Maintain BUY. We view Leapmotor’s 3Q25 vehicle gross margin of 13.3% as resilient, although its net profit of RMB150mn missed our expectation due to lowerthan- expected other revenue. We believe Leapmotor could accomplish both of its sales volume and net profit targets in FY25E, and expect its strong sales momentum to continue throughout FY26E. We project its overseas sales volume to more than double YoY in FY26E while domestic sales could be fuelled by two A-series and two D-series models. FY26E NP may surge 4x YoY to RMB3.5bn, based on our estimates.
3Q25 profitability of auto business still solid. Leapmotor’s 3Q25 revenue rose 37% QoQ to RMB19.5bn, stronger than our prior forecast by 5%, due to higher-than-expected average selling price. Gross margin in 3Q25 rose 0.9ppts QoQ to 14.5%, lower than our forecast, as other revenue including CO2 credits in Europe and service income from FAW missed. The SG&A and R&D expense ratios combined fell 1.8ppts QoQ to 14.3% in 3Q25, largely in line with our forecast. Its 3Q25 net profit remained largely flat QoQ at RMB150mn, lower than our expectation, mainly due to non-auto businesses.

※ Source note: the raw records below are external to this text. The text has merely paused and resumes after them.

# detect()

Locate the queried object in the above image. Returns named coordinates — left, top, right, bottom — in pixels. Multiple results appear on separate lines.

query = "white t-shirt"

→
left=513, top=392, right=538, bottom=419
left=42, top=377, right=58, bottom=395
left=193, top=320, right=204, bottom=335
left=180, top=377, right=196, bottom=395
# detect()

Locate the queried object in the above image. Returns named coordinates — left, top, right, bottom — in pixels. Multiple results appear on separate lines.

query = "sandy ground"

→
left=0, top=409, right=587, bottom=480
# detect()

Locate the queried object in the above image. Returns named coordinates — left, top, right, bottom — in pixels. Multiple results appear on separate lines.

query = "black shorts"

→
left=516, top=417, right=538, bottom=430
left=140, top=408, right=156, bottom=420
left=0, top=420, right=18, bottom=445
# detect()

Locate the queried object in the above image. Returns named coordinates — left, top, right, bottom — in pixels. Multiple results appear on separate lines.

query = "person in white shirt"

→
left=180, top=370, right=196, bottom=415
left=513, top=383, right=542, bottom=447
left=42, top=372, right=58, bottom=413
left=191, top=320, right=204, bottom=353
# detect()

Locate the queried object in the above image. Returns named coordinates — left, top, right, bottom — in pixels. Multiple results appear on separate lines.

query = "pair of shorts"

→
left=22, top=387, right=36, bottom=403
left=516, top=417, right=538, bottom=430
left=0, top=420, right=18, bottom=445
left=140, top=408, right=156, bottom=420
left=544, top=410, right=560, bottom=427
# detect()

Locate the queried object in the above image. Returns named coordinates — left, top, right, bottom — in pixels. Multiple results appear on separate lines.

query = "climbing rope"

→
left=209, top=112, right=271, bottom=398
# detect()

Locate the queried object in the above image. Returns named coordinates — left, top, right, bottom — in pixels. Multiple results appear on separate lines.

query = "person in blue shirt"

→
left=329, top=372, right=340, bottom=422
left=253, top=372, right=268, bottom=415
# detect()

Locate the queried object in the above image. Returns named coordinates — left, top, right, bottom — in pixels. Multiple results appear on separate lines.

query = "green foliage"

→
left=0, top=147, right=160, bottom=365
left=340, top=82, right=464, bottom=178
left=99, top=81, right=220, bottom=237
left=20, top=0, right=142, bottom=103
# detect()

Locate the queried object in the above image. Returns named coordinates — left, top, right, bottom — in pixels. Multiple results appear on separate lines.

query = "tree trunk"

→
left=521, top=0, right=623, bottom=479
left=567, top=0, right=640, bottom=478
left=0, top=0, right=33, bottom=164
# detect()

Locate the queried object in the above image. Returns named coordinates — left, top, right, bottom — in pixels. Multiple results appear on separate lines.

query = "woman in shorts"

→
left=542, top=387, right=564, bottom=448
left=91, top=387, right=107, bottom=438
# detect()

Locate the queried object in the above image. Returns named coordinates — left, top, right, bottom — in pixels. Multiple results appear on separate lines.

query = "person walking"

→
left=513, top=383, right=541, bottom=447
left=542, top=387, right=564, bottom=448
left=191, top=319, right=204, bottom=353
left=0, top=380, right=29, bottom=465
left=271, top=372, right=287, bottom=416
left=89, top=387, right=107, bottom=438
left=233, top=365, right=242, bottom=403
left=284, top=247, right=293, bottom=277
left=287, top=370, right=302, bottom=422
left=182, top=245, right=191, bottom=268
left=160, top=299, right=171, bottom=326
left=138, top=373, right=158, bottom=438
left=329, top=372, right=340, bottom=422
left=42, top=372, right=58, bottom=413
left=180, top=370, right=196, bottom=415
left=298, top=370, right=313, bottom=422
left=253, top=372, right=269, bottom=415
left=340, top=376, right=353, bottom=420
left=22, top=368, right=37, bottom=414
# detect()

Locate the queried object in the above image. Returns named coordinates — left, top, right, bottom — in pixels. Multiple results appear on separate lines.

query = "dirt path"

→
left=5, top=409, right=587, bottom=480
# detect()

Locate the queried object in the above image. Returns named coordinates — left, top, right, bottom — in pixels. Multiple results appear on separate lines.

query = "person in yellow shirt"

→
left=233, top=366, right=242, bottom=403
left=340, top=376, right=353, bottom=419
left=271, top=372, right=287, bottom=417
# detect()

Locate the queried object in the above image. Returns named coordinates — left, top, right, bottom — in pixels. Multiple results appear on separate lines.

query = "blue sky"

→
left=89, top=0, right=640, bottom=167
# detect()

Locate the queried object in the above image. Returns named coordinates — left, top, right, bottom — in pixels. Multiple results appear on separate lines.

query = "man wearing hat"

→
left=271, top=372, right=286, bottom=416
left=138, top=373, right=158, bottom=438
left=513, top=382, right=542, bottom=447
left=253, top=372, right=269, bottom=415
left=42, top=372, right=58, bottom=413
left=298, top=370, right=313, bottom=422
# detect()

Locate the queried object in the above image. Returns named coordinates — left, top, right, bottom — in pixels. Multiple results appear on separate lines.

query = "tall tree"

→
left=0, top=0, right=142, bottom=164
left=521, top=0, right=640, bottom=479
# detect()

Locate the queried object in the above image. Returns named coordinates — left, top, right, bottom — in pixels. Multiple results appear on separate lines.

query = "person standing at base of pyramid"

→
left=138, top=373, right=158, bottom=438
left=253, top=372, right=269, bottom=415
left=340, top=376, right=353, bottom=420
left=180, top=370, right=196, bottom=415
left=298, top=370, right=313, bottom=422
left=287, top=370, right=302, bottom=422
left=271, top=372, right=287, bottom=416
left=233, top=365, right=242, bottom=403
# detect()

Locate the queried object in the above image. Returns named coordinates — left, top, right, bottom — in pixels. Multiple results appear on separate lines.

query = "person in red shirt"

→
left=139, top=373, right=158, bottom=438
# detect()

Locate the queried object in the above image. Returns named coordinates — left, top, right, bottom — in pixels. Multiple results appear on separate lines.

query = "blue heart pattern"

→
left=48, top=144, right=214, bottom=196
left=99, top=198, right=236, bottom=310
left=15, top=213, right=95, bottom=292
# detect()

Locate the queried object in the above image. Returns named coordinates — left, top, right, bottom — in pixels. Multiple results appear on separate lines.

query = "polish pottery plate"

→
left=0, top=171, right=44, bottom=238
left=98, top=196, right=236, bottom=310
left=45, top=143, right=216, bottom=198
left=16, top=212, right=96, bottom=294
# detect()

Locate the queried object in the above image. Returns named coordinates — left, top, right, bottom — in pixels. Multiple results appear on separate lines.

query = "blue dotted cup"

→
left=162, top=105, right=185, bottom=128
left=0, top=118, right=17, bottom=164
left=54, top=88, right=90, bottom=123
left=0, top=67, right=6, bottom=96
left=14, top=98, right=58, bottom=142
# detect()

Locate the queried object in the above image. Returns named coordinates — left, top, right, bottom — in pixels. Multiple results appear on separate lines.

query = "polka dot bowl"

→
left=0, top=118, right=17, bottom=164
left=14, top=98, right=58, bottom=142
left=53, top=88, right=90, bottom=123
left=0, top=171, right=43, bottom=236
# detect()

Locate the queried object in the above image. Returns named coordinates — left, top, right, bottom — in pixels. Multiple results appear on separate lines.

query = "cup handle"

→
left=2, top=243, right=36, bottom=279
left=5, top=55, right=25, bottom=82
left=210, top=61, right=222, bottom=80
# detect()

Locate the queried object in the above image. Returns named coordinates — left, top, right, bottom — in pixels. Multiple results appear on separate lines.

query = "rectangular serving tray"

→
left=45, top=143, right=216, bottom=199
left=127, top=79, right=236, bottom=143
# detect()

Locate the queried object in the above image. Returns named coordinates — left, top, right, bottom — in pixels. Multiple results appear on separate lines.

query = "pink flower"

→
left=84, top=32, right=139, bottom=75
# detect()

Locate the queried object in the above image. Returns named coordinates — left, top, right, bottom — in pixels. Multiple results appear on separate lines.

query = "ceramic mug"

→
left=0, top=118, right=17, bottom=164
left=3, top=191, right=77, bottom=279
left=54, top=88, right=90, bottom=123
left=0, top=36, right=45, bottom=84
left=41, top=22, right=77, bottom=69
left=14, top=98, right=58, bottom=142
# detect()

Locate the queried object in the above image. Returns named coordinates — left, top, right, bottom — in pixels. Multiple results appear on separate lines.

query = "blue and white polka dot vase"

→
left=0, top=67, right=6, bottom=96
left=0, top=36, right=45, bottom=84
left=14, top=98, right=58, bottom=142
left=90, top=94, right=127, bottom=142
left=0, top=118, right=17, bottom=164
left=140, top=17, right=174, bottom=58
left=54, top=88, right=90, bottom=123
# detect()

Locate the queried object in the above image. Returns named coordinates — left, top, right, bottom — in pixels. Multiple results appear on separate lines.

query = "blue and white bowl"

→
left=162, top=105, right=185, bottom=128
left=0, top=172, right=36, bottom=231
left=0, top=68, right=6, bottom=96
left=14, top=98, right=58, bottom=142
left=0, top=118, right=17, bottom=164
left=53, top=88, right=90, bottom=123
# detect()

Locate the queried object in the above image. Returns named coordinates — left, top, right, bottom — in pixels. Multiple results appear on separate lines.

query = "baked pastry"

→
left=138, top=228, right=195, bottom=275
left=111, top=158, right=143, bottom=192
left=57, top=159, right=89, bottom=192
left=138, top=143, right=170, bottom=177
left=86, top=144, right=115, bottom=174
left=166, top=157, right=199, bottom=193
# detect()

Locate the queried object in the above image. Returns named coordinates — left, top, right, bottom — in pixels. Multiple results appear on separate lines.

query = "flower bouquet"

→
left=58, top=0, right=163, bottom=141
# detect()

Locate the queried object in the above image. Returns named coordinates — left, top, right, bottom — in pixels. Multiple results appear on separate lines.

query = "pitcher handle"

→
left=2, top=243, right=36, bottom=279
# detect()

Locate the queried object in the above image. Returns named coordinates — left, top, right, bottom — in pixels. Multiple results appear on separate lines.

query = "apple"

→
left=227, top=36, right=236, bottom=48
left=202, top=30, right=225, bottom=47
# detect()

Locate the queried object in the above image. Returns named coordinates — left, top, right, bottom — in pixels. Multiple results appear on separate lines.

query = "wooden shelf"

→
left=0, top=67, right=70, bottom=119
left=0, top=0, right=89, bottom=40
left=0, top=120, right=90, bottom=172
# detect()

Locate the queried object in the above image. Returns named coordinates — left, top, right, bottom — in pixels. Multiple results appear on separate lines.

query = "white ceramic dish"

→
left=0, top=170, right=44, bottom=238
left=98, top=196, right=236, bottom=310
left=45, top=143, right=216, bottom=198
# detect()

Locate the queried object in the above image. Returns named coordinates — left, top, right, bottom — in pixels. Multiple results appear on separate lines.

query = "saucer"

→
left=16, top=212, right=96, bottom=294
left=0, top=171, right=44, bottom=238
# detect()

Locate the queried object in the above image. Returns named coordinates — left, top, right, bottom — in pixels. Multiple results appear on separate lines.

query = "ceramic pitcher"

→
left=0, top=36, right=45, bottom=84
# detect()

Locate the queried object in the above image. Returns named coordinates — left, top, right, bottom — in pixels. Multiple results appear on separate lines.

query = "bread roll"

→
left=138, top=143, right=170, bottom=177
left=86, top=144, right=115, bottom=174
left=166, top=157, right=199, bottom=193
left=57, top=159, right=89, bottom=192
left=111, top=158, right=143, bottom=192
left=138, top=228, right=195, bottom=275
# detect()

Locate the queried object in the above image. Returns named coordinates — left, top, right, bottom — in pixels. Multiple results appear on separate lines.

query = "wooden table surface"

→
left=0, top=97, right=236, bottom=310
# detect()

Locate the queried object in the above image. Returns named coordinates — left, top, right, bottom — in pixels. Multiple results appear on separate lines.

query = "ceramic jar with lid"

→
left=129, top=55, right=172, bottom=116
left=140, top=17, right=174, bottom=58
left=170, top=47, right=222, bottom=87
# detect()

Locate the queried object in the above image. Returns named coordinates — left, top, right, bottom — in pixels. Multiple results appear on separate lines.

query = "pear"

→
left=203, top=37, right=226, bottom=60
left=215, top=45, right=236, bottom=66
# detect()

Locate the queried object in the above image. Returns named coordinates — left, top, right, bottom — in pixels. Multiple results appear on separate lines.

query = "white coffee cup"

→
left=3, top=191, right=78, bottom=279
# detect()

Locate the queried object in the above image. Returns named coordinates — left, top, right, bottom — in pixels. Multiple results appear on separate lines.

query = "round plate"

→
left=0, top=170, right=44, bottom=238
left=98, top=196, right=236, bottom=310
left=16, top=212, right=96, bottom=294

4Q25E earnings could be more resilient. We revise up our FY25E sales volume forecast by 20,000 units to 0.62mn units, implying 4Q25E sales volume of 224,000 units (+29% QoQ). We project 4Q25E net profit to surge 4.5x QoQ to RMB677mn after taking into account the potential income from CO2 credits of RMB500mn.
Strong sales momentum to continue in FY26E. Leapmotor targets overseas sales volume to be 0.10-0.15mn units in 2026, which could be attainable in our view, as new orders already exceed 25,000 units in Oct-Nov 2025. We expect Leapmotor’s total sales volume to rise 52% YoY to 0.94mn units in FY25E, driven by the Lafa 5 and four brand-new models (two D-series and two A-series models). The pre-launch deposits for the brand-new D19, which had its debut on 16 Oct, have far exceeded management’s expectation. The success of B10 and B01 also gives us more confidence in its upcoming A-series. Therefore, we expect its FY26E net profit to surge 4x YoY to RMB3.5bn.
Valuation/Key risks. We maintain our BUY rating and cut target price from HK$80.00 to HK$73.00, based on 1.0x our FY26E P/S (prior 1.1x FY26E P/S), to reflect investors’ recent concerns about industrywide sales slowdown in 2026. Our target price also corresponds to a 28x FY26E P/E and 20x FY27E P/E. Key risks include lower sales volume/gross margin than we expect, as well as a sector de-rating.